I think its unfortunate that many people look to size alone when considering dat...

parentheses · on March 24, 2021

First, the competition does place a time limit (in fact several resource limits). I agree that it may be too lax to judge consumer-oriented compression algorithms. That is not what this competition is about.

The goal is maximizing compression ratio - with the aim of affecting AI. Since an AI system can be seen as a lossy compression where some worldly input is compressed into something that we hope mimics "understanding". Improvements in compression may translate to AI advances [0] and potentially vice versa.

To draw a parallel away from computing:

One could say we are compressors that experience the world and compress it to loose what we don't care about. Improving our compression is basically akin to "knowing more" or "remembering more of the right things". See Schmidhuber [1].

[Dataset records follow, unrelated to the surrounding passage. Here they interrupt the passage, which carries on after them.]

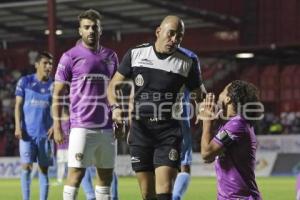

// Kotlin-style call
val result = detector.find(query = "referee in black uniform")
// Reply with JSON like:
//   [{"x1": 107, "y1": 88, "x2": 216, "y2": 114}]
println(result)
[{"x1": 107, "y1": 16, "x2": 204, "y2": 200}]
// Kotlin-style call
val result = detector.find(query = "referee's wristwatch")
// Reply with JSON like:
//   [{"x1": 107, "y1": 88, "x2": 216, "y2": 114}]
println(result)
[{"x1": 110, "y1": 103, "x2": 121, "y2": 112}]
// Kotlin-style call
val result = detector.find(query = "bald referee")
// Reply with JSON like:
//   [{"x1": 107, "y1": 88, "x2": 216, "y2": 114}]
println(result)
[{"x1": 107, "y1": 16, "x2": 206, "y2": 200}]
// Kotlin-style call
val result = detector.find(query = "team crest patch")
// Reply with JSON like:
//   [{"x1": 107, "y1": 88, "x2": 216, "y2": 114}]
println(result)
[
  {"x1": 75, "y1": 153, "x2": 83, "y2": 161},
  {"x1": 169, "y1": 149, "x2": 178, "y2": 161},
  {"x1": 134, "y1": 74, "x2": 144, "y2": 86}
]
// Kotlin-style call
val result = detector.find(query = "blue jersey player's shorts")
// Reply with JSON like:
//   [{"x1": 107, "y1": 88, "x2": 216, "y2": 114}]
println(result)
[
  {"x1": 180, "y1": 120, "x2": 192, "y2": 165},
  {"x1": 19, "y1": 137, "x2": 54, "y2": 167}
]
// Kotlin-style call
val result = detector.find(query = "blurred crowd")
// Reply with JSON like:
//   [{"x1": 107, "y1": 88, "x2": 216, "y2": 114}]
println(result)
[{"x1": 0, "y1": 62, "x2": 300, "y2": 156}]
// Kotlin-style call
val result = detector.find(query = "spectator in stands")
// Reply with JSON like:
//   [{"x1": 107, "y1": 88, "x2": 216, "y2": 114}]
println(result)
[{"x1": 269, "y1": 117, "x2": 283, "y2": 135}]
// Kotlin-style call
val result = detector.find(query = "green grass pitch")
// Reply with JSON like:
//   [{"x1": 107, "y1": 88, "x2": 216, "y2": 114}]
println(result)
[{"x1": 0, "y1": 177, "x2": 296, "y2": 200}]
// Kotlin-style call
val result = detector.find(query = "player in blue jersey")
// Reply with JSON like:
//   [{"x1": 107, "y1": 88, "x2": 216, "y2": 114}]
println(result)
[
  {"x1": 172, "y1": 47, "x2": 207, "y2": 200},
  {"x1": 15, "y1": 52, "x2": 53, "y2": 200}
]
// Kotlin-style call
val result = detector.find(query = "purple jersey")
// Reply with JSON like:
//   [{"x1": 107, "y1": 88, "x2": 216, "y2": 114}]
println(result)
[
  {"x1": 57, "y1": 120, "x2": 70, "y2": 149},
  {"x1": 55, "y1": 43, "x2": 118, "y2": 129},
  {"x1": 213, "y1": 116, "x2": 261, "y2": 200}
]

[0] http://prize.hutter1.net/hfaq.htm#compai

[1] https://arxiv.org/abs/0812.4360

globular-toast · on March 24, 2021

> One could say we are compressors that experience the world and compress it to loose what we don't care about.

That's how lossy compression works but this competition is about lossless compression. Makes me wonder if the competition should really be about lossy compression, as it's pretty obvious our minds aren't lossless compressors.

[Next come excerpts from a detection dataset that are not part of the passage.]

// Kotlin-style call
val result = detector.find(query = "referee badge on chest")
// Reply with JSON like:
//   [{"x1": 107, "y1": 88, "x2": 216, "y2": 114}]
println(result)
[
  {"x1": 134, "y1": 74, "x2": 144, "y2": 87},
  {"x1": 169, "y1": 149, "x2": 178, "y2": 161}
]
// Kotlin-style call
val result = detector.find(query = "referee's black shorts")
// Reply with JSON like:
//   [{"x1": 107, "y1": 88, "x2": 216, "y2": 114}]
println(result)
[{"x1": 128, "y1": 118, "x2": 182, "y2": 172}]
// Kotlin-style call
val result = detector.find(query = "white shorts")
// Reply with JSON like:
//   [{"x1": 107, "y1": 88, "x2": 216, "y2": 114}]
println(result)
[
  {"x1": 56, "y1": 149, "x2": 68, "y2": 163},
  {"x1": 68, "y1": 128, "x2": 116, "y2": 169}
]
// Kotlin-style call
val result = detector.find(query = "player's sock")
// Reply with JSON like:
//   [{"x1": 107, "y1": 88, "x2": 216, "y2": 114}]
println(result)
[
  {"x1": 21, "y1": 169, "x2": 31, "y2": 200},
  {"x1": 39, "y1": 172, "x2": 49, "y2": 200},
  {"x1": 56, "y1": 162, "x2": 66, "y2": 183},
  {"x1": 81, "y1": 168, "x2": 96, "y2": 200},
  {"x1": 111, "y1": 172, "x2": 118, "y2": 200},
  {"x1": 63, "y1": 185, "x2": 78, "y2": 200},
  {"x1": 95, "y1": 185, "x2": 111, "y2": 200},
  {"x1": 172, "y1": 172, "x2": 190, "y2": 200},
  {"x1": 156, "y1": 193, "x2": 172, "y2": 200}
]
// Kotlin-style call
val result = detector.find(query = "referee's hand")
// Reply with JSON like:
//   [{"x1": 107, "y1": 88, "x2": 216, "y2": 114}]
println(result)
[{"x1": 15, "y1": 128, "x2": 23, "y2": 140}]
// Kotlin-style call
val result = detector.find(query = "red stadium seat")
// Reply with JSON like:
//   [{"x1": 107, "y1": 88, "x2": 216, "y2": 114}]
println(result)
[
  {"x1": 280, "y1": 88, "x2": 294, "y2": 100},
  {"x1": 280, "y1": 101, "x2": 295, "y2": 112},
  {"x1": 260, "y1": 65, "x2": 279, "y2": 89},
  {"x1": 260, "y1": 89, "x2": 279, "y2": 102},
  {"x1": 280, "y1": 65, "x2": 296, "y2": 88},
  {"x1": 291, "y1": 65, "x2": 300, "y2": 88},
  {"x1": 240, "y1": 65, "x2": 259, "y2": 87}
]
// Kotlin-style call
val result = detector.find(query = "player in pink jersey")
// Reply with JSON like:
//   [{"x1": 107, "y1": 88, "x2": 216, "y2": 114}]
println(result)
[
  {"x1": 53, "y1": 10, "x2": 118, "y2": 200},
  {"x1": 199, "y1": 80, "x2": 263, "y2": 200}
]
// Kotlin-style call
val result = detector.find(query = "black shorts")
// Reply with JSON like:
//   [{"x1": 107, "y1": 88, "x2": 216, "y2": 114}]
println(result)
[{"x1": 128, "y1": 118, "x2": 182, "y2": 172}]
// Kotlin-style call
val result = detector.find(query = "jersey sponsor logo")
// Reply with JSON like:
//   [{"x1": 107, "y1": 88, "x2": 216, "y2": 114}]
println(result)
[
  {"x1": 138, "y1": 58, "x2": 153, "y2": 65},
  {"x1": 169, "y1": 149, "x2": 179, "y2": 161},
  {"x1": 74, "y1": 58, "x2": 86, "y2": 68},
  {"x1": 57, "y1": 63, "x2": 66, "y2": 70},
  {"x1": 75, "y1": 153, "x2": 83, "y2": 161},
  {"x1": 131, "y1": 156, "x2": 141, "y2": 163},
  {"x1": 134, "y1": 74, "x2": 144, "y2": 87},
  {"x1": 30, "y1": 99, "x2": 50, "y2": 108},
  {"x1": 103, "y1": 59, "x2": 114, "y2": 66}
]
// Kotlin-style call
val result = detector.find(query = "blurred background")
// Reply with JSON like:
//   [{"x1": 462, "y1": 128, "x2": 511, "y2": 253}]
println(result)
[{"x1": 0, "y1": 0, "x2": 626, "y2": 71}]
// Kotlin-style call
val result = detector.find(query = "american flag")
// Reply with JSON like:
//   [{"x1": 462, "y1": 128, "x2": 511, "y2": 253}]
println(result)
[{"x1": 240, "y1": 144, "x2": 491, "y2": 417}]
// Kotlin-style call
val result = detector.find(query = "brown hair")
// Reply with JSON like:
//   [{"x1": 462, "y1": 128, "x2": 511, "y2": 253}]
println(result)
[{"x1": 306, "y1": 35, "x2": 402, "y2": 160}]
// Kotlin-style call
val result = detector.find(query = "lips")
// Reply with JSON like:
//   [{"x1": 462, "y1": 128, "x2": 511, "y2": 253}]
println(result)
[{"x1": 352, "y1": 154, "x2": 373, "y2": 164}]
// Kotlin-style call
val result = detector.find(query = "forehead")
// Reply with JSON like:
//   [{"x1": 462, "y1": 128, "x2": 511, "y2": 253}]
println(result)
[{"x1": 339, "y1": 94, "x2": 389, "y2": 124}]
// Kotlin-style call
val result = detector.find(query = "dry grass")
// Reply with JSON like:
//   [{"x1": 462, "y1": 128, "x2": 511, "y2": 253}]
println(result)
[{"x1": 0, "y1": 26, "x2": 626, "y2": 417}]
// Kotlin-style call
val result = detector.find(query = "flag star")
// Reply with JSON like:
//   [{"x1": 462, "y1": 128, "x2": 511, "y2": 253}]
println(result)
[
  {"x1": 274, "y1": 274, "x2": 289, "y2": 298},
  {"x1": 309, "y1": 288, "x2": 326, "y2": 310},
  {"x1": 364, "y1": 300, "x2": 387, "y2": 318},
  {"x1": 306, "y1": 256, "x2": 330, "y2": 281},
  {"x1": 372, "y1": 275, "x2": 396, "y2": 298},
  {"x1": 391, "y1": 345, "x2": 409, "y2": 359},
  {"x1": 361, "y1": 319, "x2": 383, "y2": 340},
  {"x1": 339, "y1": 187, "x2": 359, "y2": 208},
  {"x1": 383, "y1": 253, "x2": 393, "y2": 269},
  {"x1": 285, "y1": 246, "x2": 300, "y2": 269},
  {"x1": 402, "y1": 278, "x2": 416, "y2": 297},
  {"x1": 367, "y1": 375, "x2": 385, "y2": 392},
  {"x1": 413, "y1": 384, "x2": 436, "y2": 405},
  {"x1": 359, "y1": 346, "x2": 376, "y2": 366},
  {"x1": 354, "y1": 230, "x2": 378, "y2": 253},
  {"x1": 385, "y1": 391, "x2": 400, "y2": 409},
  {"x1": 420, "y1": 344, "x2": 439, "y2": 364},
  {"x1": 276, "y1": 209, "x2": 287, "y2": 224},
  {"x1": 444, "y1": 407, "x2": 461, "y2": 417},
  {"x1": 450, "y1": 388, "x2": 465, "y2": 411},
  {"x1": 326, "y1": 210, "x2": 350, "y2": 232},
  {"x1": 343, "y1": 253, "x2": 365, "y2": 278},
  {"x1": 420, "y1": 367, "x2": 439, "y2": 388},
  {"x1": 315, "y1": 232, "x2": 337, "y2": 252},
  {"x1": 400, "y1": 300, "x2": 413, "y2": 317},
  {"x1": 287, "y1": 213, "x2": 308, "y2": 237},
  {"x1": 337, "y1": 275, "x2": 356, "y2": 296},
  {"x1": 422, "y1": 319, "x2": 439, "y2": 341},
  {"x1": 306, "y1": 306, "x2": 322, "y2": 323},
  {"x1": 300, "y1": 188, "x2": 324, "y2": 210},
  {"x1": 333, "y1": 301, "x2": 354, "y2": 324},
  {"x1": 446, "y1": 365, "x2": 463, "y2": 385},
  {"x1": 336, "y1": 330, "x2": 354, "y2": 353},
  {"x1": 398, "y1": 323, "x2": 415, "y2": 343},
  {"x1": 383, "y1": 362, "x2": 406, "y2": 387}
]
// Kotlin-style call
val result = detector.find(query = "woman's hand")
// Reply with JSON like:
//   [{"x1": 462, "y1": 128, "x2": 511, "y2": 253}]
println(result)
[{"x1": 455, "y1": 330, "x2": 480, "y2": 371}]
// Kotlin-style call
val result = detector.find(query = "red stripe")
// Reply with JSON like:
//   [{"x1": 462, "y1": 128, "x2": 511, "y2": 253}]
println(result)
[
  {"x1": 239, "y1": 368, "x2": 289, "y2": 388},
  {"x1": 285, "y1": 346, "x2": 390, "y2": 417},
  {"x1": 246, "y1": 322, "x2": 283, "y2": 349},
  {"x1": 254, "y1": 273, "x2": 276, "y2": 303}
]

lifthrasiir · on March 24, 2021

This argument has been argued over and over and the FAQ offers counterarguments [1]. Also if you can build a good lossy compressor it's relatively easy to convert into a lossless one (residual coding), but the inverse does not hold in general.

[1] http://prize.hutter1.net/hfaq.htm#lossless

schoen · on March 24, 2021

I agree with this in many cases, but I read some of the Hutter Prize documentation and it seems like the people running the prize have very specific reasons for neglecting compressor and decompressor runtimes for this contest (although I'm not sure I could do justice to them).

mdip · on March 24, 2021

You make a good point. I've often wondered why there aren't compression container formats that can do magic like handle media file compression differently (using lossless formats), but both the time to compress/decompress would be prohibitive (and, personally speaking, I'd just leave it in the smaller lossless format assuming my players will play it).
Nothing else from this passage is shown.